I used to work on an application where we wanted to let non-developers, and even managers to be able to provide input to our system in batches. We did not want them to fill a web form, as those usually have rather limited editing capabilities.

They were already familiar with Microsoft Excel, so letting them use that and send us the Excel files looked like a good way to get them involved.

Then we faced the issue, of given a file created by Microsoft Excel, how can we read the content while running on a Linux machine running Red Hat, or on a Solaris box.

CPAN has quite a few modules for reading Excel files. There is Spreadsheet::Read that provides a very high level abstraction but which means we might have no access to all the details hidden in the Excel file. On the other hand it will be able to handle other type of spreadsheets as well. In addition to Microsoft Excel files, it can also read OpenOffice, LibreOffice, SquirrelCalc, and plain CSV files. All of these with one simple interface.

Then there are the low-level libraries reading files by different versions of Excel: Spreadsheet::ParseExcel can read Excel 95-2003 files, and Spreadsheet::ParseXLSX can read file in the Excel 2007 Open XML XLSX format. There is also Spreadsheet::XLSX, but as far as I can tell that's not recommended any more.

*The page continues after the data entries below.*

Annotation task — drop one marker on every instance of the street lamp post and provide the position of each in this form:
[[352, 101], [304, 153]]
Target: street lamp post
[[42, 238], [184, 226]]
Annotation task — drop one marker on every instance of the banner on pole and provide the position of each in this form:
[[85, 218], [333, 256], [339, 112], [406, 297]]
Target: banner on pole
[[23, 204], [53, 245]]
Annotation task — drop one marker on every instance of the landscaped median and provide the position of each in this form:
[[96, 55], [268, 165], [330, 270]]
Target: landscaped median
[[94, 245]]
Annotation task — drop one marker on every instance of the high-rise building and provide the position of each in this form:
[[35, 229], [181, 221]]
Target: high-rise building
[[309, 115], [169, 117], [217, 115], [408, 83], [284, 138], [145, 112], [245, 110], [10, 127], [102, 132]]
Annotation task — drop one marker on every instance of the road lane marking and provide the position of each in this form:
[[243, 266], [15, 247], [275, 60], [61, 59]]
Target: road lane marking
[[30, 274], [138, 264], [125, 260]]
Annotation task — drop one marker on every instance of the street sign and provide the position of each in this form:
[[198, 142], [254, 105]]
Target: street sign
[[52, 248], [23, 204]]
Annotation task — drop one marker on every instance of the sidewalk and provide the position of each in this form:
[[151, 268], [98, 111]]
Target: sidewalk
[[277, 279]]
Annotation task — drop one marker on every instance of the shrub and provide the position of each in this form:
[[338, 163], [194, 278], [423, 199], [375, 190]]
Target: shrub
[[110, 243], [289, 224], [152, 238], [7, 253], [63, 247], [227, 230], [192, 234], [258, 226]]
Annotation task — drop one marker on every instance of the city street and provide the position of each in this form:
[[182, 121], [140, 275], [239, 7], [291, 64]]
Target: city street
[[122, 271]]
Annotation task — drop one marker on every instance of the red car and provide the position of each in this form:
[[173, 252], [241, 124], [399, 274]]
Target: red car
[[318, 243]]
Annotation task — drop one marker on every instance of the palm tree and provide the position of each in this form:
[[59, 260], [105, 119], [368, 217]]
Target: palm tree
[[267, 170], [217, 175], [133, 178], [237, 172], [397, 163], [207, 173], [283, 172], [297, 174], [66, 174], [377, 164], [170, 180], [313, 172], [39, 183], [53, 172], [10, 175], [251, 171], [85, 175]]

In addition there is also Spreadsheet::ParseExcel::Simple that works at an abstraction level somewhere between the above two, but it has not been changes for quite some time and I am not sure if it is necessary at all.

Create the Excel file

I don't have Excel on my computer so instead of that I am going to use a file created using Excel::Writer::XLSX as explained in the how to create Excel file article.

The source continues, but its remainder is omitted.